Activities of a spiritual nature have always held meaning for me. In childhood it was the activities of prayer, letter writing and phone calls that kept my role of grand-daughter alive in the long gaps between interstate visits. Whenever offering prayers from the school chapel in Perth for the wellbeing of my grandparents, it felt like my intentions were able to instantaneously reach across the whole breadth of Australia to where they lived north of Brisbane. During overseas travel as a young adult it was remarkable to notice – everywhere I went and across many spiritual and religious traditions – the human desire to acknowledge divinity and deities by creating beautiful places of worship. My own connection to spirit has grown over the years by following my curiosity and search for meaning. The wholistic concept of mind and body connection was encountered in yoga classes and deepened during prenatal and postnatal yoga classes with Wendy Samek. The “A Course in Miracles” perspective on egoic and spiritual dualism was explored in workshops with Michael Dawson. The innovative “Living Attributes” system for social and spiritual synergy and for identifying and supporting one’s life purpose has been particularly influential, with helpful tools for everyday life being acquired in workshops and ‘circles’ with the author of the system – Elizabeth Ellames. These activities have all progressively deepened my understanding of my spirit and purpose, and are another example of meaningful activities that align with human occupational nature and biological capacities.
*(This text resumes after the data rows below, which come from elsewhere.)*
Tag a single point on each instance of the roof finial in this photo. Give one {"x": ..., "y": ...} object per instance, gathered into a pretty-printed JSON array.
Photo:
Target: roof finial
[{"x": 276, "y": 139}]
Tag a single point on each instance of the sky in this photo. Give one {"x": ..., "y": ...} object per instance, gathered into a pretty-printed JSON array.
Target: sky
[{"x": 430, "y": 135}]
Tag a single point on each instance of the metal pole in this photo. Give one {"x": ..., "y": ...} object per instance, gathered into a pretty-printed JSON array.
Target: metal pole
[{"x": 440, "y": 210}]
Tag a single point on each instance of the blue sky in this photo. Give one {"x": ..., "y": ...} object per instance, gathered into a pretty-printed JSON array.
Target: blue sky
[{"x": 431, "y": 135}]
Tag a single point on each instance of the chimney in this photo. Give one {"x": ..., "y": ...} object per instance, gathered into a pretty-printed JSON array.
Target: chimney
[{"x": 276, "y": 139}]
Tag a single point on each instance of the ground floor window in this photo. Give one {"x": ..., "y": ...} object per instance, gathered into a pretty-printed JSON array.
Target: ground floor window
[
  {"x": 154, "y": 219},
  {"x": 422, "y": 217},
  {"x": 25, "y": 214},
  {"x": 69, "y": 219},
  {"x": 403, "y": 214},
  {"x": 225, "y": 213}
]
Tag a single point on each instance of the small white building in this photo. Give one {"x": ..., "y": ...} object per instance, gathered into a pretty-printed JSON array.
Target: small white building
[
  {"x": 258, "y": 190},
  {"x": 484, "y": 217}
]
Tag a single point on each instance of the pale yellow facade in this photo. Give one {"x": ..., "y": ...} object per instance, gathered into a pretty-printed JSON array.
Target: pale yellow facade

This overview of valued activities from childhood into adulthood might help demystify the broad concept of ‘occupation’ – and how human occupation can support health and well-being. Hopefully it has demonstrated the link between “doing, being, belonging and becoming” over time – which is how Ann Wilcock saw the significance of human occupational nature.  What each person finds meaningful to do, what they aspire to be doing in future, and the particular blend of chosen activities and roles in their life at any given point, will vary between individuals – with some influence from local sociocultural norms. What is important to our health, well-being and development wherever we live is that we get the chance to fulfil our central human need to choose and engage in occupations that create a personally meaningful life.

No doubt by now you would be feeling this “Meet Cherie” tab has delivered a very indepth introduction indeed – so if you have hung in there to this point – fabulous! There is an amazing wealth of experiences in every person’s lifetime that influences who we each become and what we each have to give. I hope I get to hear your story too in the near future.